Yesterday I left MD and had to make a few stops on Alberta Street before heading home. I happened to park right in front of Red Sail, and I have been dying to get in there and see my new neighbor’s store. It was so lovely! I immediately saw some familiar pieces from past MD teachers: classic accessories from Zanna Printed Textiles and Cipriano Designs. I got to meet Stacy, the owner and chat about business and find out she is friends with my neighbor, duh, it’s Portland! Everything was impeccably displayed and her good taste in design is oozing throughout the store. Her iconic sailboat logo left me dreaming of summer.
I walked out with the need to sew something nautical! Off to Bolt I go…
As if the stars were aligned, I found the perfect fabric for my dreams of boating. Bolt carries a few bolts from the Anchors Away line from Dear Stella in canvas. Love. I decided to make a tote bag inspired from the ever-popular, always functional L.L. Bean Boat & Tote. Simple supply list: canvas and thick cotton webbing for my straps.
I have made a ga-zillion totes in my life, so a pattern wasn’t necessary. As long as you keep your exterior and lining pieces the same size, you can make your tote any size you like. My measurements were 24″ W x 20″ L. Both visually and functionally, tote bags look and operate better when the width exceeds the length. Both of the prints that I got were a bit busy, so I figured a simple white canvas would make the perfect accompanying fabric for the main body. I hate how my bags always get dirty on the bottom, so the navy boat print would be the bottom and the stripes would be the perfect lining.
The white straps on the white canvas seemed a bit lackluster so I added a backing of my stripes on each strap.

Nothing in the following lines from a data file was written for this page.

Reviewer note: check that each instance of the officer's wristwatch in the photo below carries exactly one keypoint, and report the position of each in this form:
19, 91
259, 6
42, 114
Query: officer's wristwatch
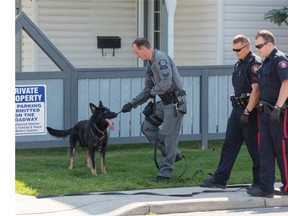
246, 111
277, 107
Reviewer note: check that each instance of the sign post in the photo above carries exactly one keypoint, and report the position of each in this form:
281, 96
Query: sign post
30, 110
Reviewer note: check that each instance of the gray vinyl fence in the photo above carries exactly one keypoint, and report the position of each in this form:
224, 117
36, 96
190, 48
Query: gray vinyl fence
69, 92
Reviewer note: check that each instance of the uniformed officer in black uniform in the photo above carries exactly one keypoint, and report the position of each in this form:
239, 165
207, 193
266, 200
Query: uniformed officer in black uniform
242, 123
273, 83
162, 79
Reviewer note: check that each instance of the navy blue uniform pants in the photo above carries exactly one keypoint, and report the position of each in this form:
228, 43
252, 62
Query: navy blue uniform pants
273, 144
234, 138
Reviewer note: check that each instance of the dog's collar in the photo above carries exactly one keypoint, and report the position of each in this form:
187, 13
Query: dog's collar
98, 130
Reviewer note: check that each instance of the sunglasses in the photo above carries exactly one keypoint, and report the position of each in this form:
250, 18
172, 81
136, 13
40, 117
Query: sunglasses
238, 50
259, 46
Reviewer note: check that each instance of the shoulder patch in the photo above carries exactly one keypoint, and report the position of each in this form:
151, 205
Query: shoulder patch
283, 64
163, 64
255, 68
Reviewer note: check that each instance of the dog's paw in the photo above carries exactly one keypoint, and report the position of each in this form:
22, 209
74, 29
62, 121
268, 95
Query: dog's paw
94, 172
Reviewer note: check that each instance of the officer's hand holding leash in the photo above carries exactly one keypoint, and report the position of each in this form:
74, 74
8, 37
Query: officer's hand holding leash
275, 114
244, 120
127, 107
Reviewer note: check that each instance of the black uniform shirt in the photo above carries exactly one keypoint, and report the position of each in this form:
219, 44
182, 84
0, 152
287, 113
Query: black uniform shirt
273, 71
245, 74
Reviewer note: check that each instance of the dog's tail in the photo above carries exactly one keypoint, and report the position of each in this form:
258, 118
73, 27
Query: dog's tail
59, 133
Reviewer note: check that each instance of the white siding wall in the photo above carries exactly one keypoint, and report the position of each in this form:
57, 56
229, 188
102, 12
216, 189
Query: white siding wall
196, 32
73, 27
197, 23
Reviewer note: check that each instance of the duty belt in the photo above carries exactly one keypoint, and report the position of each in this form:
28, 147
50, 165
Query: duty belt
241, 101
172, 97
267, 107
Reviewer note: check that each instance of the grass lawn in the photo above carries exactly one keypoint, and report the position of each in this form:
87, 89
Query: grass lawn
129, 167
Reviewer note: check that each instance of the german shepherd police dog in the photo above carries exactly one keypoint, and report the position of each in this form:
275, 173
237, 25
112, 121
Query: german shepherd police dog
91, 135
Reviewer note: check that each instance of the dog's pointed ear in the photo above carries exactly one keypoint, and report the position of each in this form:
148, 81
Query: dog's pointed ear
93, 108
100, 104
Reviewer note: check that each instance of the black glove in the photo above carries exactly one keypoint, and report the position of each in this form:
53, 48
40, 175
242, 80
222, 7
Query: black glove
275, 114
127, 107
244, 120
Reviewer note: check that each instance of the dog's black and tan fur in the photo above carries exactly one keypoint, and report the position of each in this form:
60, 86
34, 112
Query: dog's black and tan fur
89, 134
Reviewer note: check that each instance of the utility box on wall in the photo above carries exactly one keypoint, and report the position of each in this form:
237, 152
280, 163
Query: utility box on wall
109, 42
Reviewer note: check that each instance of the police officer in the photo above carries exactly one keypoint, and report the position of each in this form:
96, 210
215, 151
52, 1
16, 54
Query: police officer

My edge-stitching sole attached to my walking foot made the straps a snap to sew on. When adding a bottom piece to a tote, you MUST attach your straps first. They do not need to extend all the way to the bottom, since they will be covered by the boat fabric. I simply decide how long I want my straps and pin them on. Use an acrylic ruler to line your straps up parallel to the tote side. Once pinned on, repeat for other side in the exact same position.
Adding a bottom is easy, I just cut out a piece 24″ W x 10″ L and stitched it on covering the straps with right sides facing and folded towards the top. When you fold it back to the bottom, both of the bottom edges should be aligned. Top stitch along the boat fabric with your edge stitching foot. REMEMBER! Always increase your length to at least 3.5 when top stitching. It will look so much better.
When you are sewing the straps down, be sure to leave a 1 1/2″ space between your cross-strap stitch and the raw top edge of your bag (as shown above). This allows you to push the straps out of the way when you stitch the tote exterior to the lining as your final step.
Stitch the lining, right sides together with a 1/2″ seam allowance around the two sides and bottom, leaving only the top opening unstitched. At this point, leave the two exterior pieces separate, because you can’t have a nautical tote bag without a monogram! Embroidery is much easier to hoop before assembling.
I chose a cheery orange to embroider my initials. I sat back and let the Bernette Deco 340 do all of the work. This machine has great monogram options to choose from.
Now at this point, you are ready to sew the two exterior pieces together, just as you did with the lining pieces. Using a 1/2″ seam allowance, stitch right sides together around the two sides and bottom.
To make your two dimensional tote into a three dimensional bag with a flat bottom, you have to flatten out the bottom by lining up your side seam on top of your bottom seam. Use the 45 degree angle on your 6″ x 24″ ruler to check the accuracy of your fold. The further from the corner you mark a line, the wider your bag bottom will be. I marked my line 4″ from the corner. Make the same marked line on all 4 bag corners – both corners of exterior and both on the lining. Remember, you must be consistent on all 4 corners. Straight stitch across all markings. Then cut off the corners 1/2″ away from your stitch line.
Place your lining right side OUT into your exterior fabric so that right sides are facing. Line up bottom and side seams and pin the top edges together. Be sure to tuck the straps down. Stitch around the perimeter of the top edge leaving a 6″ opening.
Now the fun part–reach your hand into opening you left and pull the tote right sides out. The final step is to iron the seam flat and edge stitch around the whole top perimeter. All ready for your boat cruise!